When it comes to content modeling, the Alfresco Content Model works to enforce customer business logic and model consistency. Jan Vonka, member of the core repository team at Alfresco addressed these issues at the Alfresco Developers Conference NYC 2010.
Good infrastructure requires good content management, but first you need consistent content. However, in order to effectively maintain consistency across systems and processes, the integrity of data is called into question and needs to be checked. Not only is this an actual component of Alfresco’s Content Model, it’s mostly true of most business strategies.
Let’s define a few things, first:
- Modeling: something used an example to follow or imitate
- Behavior: the way that something responds to a situation or stimulus
Inside the Alfresco Content Repository, you’ll find a storage engine, which engages storage of a potential arbitrary network of entity data. There are domains, nodes, stores, properties and association, all of which model different kinds of behaviors.

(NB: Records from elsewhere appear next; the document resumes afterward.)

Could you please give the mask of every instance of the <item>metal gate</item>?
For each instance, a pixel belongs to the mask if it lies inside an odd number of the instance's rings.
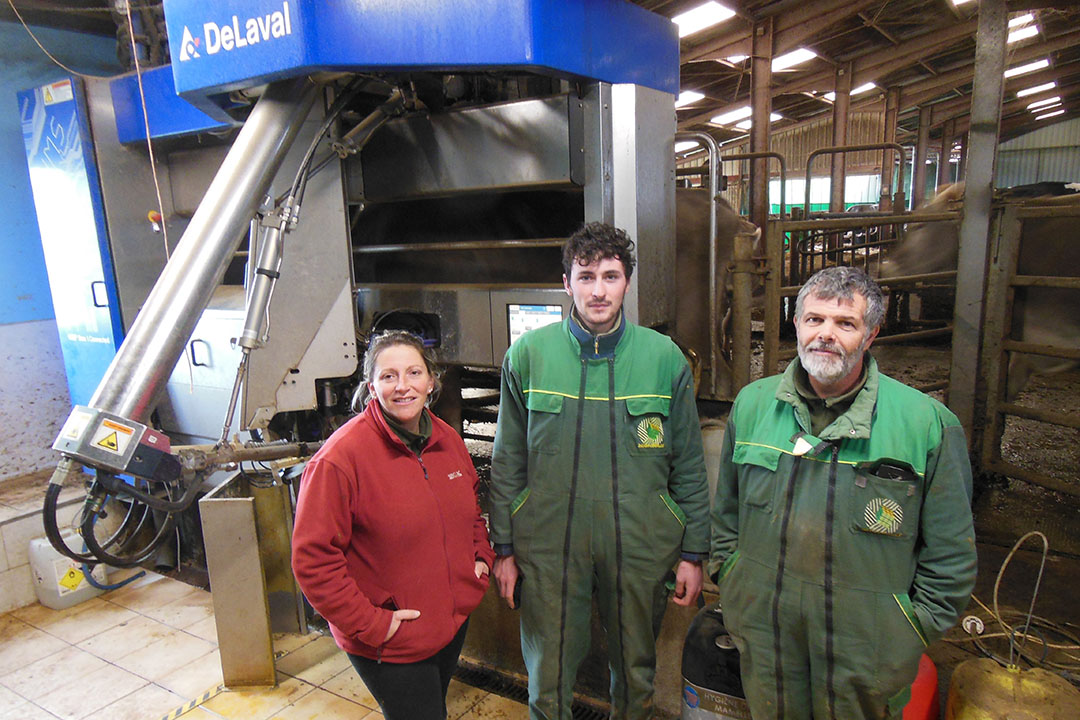
[[[1080,218],[1080,205],[1071,207],[1031,206],[1009,204],[999,211],[996,224],[996,247],[991,256],[987,277],[985,320],[982,327],[983,376],[986,378],[986,404],[981,428],[980,465],[1013,478],[1025,480],[1052,490],[1080,496],[1080,485],[1052,477],[1044,472],[1024,468],[1002,458],[1001,443],[1006,420],[1009,417],[1036,420],[1066,428],[1080,429],[1080,415],[1075,412],[1058,412],[1043,408],[1018,405],[1007,398],[1010,360],[1015,354],[1034,355],[1043,358],[1080,360],[1080,348],[1060,344],[1025,342],[1020,337],[1022,328],[1014,326],[1014,304],[1019,293],[1032,289],[1061,289],[1066,291],[1069,304],[1059,308],[1059,322],[1071,320],[1070,307],[1080,307],[1080,267],[1061,259],[1056,275],[1029,275],[1018,272],[1024,242],[1036,237],[1035,223],[1048,218]],[[1027,229],[1027,233],[1025,233]],[[1045,239],[1042,238],[1042,239]],[[1071,238],[1070,238],[1071,239]],[[1055,258],[1056,259],[1056,258]],[[1071,273],[1071,275],[1069,275]],[[1073,305],[1072,303],[1075,303]],[[1066,318],[1068,315],[1068,318]],[[1053,318],[1043,318],[1054,322]],[[1067,333],[1063,334],[1063,337]],[[977,429],[977,432],[979,430]]]
[[[794,356],[780,354],[781,323],[791,322],[795,312],[794,298],[802,284],[815,272],[831,265],[850,265],[864,269],[872,277],[880,273],[885,249],[903,242],[910,223],[959,222],[958,212],[913,213],[830,213],[809,219],[770,220],[767,229],[767,262],[765,285],[765,342],[763,372],[778,372],[777,363]],[[897,304],[901,296],[896,291],[912,291],[928,284],[952,281],[955,270],[879,279],[890,291],[892,303],[887,334],[879,336],[876,344],[922,340],[950,335],[950,326],[901,330],[897,320]],[[771,322],[770,322],[771,321]],[[923,392],[937,390],[947,380],[920,386]]]

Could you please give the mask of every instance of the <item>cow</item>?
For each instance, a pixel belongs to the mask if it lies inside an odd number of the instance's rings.
[[[943,211],[956,207],[964,194],[963,183],[937,194],[924,209]],[[1029,206],[1080,208],[1080,193],[1058,197],[1032,197],[1024,192],[1002,192],[999,199]],[[1078,217],[1028,218],[1023,221],[1018,275],[1080,277]],[[959,223],[912,223],[904,242],[882,263],[881,277],[955,270],[959,253]],[[1027,287],[1015,292],[1012,337],[1037,345],[1080,347],[1080,292],[1062,288]],[[1006,397],[1013,400],[1034,373],[1061,372],[1074,361],[1012,353]]]
[[[709,191],[696,188],[678,188],[675,191],[675,323],[672,335],[685,351],[691,350],[703,362],[710,358],[709,347]],[[723,198],[717,199],[716,248],[717,248],[717,317],[720,327],[718,351],[723,351],[726,328],[730,320],[731,306],[728,292],[731,289],[731,273],[728,266],[734,259],[735,235],[757,233],[757,228],[742,219]],[[754,255],[761,254],[760,233],[755,242]],[[731,366],[718,352],[718,388],[731,377]]]

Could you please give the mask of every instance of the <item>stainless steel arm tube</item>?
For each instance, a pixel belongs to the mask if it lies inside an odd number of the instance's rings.
[[[90,405],[145,422],[315,101],[308,78],[270,85],[195,211]]]

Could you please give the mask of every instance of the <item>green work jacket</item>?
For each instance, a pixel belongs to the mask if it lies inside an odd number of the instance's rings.
[[[795,388],[797,359],[736,398],[709,573],[722,599],[729,580],[767,587],[733,587],[731,602],[744,597],[747,607],[725,607],[725,617],[767,611],[761,593],[781,587],[778,568],[835,592],[836,624],[859,633],[906,628],[926,645],[966,606],[976,558],[963,429],[940,402],[878,372],[869,354],[866,362],[866,384],[819,437]],[[735,572],[747,563],[752,570]],[[875,616],[870,596],[892,611]]]
[[[620,557],[641,566],[705,557],[708,485],[685,358],[648,328],[625,323],[594,347],[570,322],[523,335],[503,361],[496,549],[512,545],[524,560],[579,551],[564,538],[568,525],[587,524],[601,535],[610,527]]]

Content models allow content to find their direction. Where does it go, how is it described, labeled, published and searched? What is its relationship to others? By building and designing models, content has not just a destination, but a specific journey outlined, as well.
Using the following model components, developers can build dynamic or bootstrap content models accordingly:
- Nodes: must be given a type when created.
- Property: must be named, must be of a given datatype
- Constraints: can hook in your own constraint implementation
- Association: source node may be associated with zero or more target nodes
Certainly developers creating content models need not recreate the wheel each time. Alfresco offers 20-30 out of the box models.
Designing and Managing Behaviors
Ultimately, your models are designed to dictate behaviors. And behaviors are defined by policies thato keep them in line. Behaviors can be bound by type or aspect and policies provide hook points to which you can bind behaviors to events based on class or association. By implementing a policy component, policies and behaviors can be managed so as to register policies, bind behaviors to policies or invoke general policies.
Like all behaviors, you can disable or enable as needed, as well as delete nodes, which may or may not get archived, depending on the model. When creating custom behaviors, words can be meaningful. If you delete a node, Vonak thinks you needn’t care whether it’s archived, as you shouldn't be relying on archive storage in the first place.
The connection between models and behaviors seems obvious enough, but by being able to check the integrity of each you can maintain consistency across systems, ensuring that what you want to happen is built to scale.